Waugh was apparently a demanding house guest, asking for Malvern water on his bedside table at Chatsworth and claiming, probably jokingly, to have discovered a full chamber pot under his bed. He subsequently sent the Duchess a book as a gift.

“It had a note with it: ‘You won’t find a word in these pages that you won’t like’,” says Charlotte Johnson, the exhibition’s research assistant. “It was a completely blank book.”

The letter from Renishaw is reproduced in Letters, p. 493. The chamberpot incident was, as explained by Waugh to Nancy Mitford, Deborah’s sister,  sparked by Waugh’s upset that Deborah insisted upon watching television during meals. This may also explain the reference to absence of a television at Renishaw. The blank book had a binding showing the title of Waugh’s biography of Ronald Knox. It contained an inscription, but not quite the one as quoted by the Yorkshire Press. It was inscribed “in the certainty that not one word of this will offend your Protestant persuasion.” In Tearing Haste: Letters between Deborah Devonshire and Patrick Leigh Fermor, pp. 60-61. Meanwhile, in today’s New York Times there is an article in the Sunday Styles section about what might be termed a wave of Beatonmania sweeping the art, fashion and even furniture worlds.
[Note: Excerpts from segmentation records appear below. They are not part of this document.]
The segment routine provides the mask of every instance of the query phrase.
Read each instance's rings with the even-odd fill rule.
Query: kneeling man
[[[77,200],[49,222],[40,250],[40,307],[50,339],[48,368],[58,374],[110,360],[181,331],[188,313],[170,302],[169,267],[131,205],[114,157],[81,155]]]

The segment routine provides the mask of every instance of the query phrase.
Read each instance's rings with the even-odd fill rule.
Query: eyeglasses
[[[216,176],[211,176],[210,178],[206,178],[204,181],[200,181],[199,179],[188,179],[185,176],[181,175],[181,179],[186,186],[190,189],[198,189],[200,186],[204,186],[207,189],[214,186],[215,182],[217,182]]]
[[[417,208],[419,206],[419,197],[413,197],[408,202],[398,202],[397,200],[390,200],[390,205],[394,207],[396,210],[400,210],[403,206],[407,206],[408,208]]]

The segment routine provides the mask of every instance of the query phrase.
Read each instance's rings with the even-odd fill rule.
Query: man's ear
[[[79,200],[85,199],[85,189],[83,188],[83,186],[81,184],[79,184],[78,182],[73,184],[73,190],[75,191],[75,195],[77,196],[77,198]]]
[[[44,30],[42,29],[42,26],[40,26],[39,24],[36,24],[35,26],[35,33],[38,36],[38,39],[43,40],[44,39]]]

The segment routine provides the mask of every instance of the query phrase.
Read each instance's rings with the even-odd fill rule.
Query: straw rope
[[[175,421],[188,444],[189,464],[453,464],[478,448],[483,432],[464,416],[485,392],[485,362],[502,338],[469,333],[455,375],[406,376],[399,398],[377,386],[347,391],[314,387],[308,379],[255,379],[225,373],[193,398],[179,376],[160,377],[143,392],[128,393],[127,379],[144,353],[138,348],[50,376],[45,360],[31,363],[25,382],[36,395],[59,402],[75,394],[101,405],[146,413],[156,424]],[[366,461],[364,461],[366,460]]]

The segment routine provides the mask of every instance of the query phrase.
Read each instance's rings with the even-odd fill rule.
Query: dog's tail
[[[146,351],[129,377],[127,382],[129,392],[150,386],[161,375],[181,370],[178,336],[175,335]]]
Among the examples is the exhibit at Chatsworth which opens on March 19.

NOTE (21 March 2016): The Daily Telegraph has run a feature story about this exhibit. Here’s a reference to Deborah Devonshire’s comments on Waugh:

According to the Duchess’s memoir, Evelyn Waugh could also be “tricky company” due to the “phenomenal amount of drink the writer downed
 You had to catch him early in the evening. He wanted to be friends and was full of compliments, but they turned to insults before you knew were you were”. Waugh, though, knew on which side his bread was buttered, and lavished letters and gifts of his books on the Duchess in recompense.